Here, the defendants demonstrated, prima facie, that the plaintiff did not suffer an adverse employment action based upon his engagement in a protected activity (see Lambert v Macy's E., Inc., 84 AD3d 744, 746), and that they did not engage in conduct that was reasonably likely to deter a person from engaging in protected activity. In any event, the defendants met their prima facie burden by establishing that there is no causal connection between the protected activity and the alleged retaliatory actions (see Sandersson-Burgess v City of New York, 173 AD3d at 1233; Keceli v Yonkers Racing Corp., 155 AD3d at 1016; Brightman v Prison Health Serv., Inc., 108 AD3d at 742), and that the alleged retaliatory actions, such as the unfavorable performance evaluation and transfer to another firehouse, were motivated by legitimate, nonretaliatory reasons. In opposition, the plaintiff failed to raise a triable issue of fact.
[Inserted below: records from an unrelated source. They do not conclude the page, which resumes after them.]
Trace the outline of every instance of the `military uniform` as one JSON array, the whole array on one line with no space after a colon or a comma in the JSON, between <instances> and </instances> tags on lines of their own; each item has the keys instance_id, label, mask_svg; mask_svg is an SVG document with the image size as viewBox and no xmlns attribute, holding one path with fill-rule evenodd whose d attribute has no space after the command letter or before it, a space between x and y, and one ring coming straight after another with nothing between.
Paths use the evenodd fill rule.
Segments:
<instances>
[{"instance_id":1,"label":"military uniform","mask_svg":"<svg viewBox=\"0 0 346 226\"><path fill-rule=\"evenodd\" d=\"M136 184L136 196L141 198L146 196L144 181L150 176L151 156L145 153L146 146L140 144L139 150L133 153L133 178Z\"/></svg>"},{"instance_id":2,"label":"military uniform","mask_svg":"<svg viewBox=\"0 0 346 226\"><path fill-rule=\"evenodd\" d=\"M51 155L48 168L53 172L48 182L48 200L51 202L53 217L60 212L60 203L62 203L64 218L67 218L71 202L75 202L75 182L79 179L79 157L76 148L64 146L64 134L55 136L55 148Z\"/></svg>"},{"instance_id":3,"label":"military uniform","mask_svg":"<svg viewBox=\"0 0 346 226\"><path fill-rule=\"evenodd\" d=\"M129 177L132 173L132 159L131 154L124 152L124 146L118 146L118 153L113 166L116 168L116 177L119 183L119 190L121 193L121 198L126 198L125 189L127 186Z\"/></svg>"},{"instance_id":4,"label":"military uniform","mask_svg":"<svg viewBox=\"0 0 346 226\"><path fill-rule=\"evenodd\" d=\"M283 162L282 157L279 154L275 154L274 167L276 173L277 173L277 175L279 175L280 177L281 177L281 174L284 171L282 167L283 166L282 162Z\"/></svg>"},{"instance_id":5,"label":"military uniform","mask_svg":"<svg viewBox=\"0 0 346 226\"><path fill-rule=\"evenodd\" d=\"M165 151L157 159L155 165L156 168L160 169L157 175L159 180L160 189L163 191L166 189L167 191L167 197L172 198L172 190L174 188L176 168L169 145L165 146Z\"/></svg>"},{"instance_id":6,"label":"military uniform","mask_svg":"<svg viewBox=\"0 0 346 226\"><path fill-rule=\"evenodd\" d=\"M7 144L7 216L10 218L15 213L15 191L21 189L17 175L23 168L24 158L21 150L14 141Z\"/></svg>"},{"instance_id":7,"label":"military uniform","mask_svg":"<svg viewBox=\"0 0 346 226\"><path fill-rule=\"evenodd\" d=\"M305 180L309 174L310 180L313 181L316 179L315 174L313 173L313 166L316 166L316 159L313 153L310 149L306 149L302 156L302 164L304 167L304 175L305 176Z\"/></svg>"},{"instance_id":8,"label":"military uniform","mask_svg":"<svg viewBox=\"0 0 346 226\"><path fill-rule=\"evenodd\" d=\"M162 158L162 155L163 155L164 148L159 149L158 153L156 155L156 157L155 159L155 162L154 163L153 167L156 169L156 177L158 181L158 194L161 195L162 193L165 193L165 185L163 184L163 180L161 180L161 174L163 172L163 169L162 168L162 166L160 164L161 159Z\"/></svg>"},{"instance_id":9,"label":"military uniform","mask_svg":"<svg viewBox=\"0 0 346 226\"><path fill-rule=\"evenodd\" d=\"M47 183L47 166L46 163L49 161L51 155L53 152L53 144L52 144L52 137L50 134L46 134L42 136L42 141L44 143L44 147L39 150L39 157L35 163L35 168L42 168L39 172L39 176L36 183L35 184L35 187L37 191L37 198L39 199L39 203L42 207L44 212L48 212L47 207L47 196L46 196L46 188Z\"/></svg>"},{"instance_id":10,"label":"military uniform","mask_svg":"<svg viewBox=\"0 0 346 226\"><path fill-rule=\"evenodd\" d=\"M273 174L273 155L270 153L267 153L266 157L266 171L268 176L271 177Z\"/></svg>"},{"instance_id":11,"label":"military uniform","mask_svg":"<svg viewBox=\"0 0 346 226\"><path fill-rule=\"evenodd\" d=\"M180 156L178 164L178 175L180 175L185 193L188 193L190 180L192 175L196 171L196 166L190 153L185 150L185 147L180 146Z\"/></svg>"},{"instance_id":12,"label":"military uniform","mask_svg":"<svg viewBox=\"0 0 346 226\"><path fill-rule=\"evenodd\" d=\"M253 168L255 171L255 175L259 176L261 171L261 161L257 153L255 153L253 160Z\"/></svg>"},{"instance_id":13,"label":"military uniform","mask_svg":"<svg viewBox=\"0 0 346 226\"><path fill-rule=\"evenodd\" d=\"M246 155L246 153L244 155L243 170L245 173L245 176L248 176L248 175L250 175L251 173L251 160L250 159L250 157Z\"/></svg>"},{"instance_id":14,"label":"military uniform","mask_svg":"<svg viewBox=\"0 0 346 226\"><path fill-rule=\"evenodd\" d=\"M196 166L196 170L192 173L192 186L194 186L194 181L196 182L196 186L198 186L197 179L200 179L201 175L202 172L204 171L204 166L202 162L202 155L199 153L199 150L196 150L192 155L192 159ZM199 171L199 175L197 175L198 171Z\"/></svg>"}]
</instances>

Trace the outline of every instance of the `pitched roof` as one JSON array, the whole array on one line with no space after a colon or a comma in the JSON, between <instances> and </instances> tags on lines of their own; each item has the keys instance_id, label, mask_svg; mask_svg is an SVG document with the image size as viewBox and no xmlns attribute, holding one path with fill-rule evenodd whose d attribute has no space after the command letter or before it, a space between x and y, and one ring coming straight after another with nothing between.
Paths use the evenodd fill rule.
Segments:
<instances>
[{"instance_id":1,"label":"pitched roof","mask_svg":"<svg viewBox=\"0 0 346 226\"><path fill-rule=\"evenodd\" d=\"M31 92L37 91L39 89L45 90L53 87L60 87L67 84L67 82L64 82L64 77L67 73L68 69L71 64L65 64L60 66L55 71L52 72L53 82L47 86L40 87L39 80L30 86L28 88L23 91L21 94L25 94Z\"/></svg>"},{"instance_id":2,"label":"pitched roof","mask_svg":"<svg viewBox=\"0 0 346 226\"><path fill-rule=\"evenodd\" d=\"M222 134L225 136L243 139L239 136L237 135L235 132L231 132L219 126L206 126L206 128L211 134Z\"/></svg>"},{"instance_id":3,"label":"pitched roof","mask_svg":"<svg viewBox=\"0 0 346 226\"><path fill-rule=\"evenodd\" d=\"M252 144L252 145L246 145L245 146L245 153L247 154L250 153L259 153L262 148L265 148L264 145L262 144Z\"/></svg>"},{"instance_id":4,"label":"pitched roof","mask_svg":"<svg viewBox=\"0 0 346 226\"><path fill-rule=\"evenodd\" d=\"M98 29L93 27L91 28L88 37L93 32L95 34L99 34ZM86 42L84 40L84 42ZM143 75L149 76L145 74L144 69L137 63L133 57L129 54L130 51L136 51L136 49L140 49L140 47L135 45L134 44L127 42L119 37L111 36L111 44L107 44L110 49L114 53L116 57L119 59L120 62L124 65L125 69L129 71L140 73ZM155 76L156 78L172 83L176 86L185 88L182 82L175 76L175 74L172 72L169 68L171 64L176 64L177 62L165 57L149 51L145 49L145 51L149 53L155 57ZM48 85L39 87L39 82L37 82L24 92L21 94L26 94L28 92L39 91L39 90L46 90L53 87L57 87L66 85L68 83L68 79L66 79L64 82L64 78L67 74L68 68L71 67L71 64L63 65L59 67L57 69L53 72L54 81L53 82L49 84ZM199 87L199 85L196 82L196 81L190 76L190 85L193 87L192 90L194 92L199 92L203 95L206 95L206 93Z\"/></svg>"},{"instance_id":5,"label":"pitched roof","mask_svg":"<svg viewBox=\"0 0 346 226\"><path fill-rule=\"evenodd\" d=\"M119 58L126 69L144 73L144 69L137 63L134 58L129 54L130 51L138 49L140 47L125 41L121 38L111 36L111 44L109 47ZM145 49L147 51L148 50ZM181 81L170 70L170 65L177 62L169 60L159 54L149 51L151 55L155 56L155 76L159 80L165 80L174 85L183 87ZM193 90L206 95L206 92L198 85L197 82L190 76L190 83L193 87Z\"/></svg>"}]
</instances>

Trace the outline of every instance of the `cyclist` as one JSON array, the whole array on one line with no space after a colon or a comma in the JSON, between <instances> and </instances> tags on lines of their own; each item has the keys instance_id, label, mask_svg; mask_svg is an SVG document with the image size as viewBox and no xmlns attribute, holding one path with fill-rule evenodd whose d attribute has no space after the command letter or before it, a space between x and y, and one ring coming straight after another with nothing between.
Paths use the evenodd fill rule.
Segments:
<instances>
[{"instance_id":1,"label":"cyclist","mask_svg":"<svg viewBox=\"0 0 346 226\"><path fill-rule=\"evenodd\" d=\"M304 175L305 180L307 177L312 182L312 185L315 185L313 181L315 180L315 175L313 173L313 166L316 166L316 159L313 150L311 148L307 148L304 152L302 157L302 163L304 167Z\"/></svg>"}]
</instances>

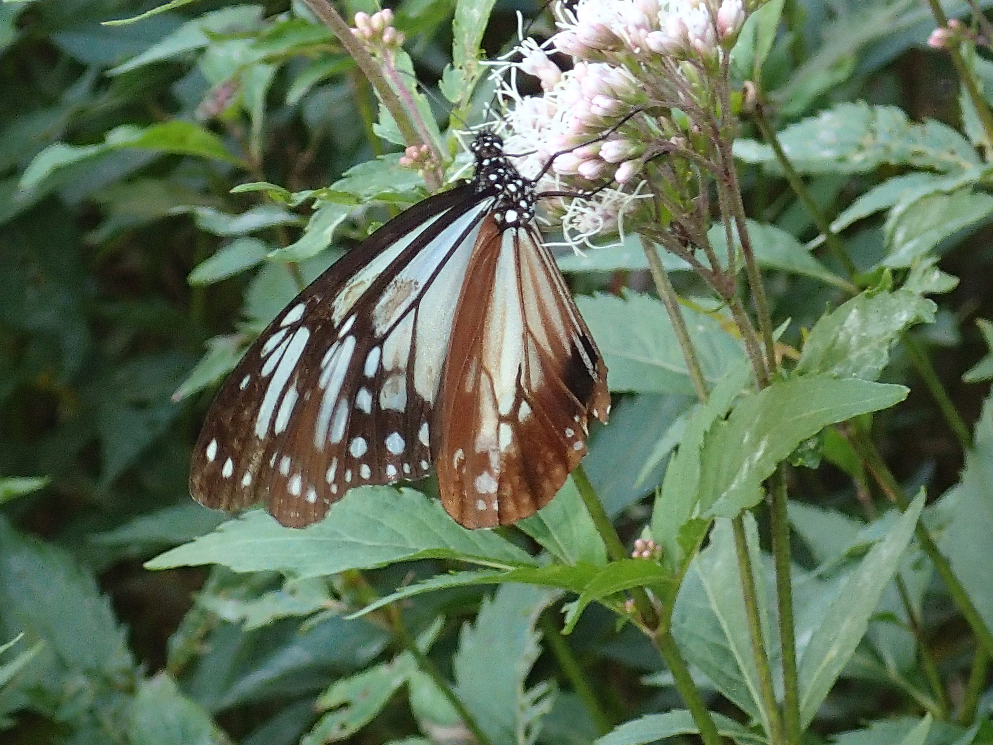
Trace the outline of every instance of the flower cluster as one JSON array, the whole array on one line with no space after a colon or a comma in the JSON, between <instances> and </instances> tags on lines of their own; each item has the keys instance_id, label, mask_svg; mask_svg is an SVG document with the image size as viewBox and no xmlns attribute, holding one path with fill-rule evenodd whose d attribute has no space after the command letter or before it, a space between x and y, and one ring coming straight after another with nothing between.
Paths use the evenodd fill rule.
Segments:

Accordingly, we agree with the Supreme Court's determination to grant those branches of the defendants' motion which were for summary judgment dismissing the causes of action alleging employment discrimination on the basis of religion and unlawful retaliation insofar as asserted against them.
RIVERA, J.P., COHEN, MILLER and HINDS-RADIX, JJ., concur.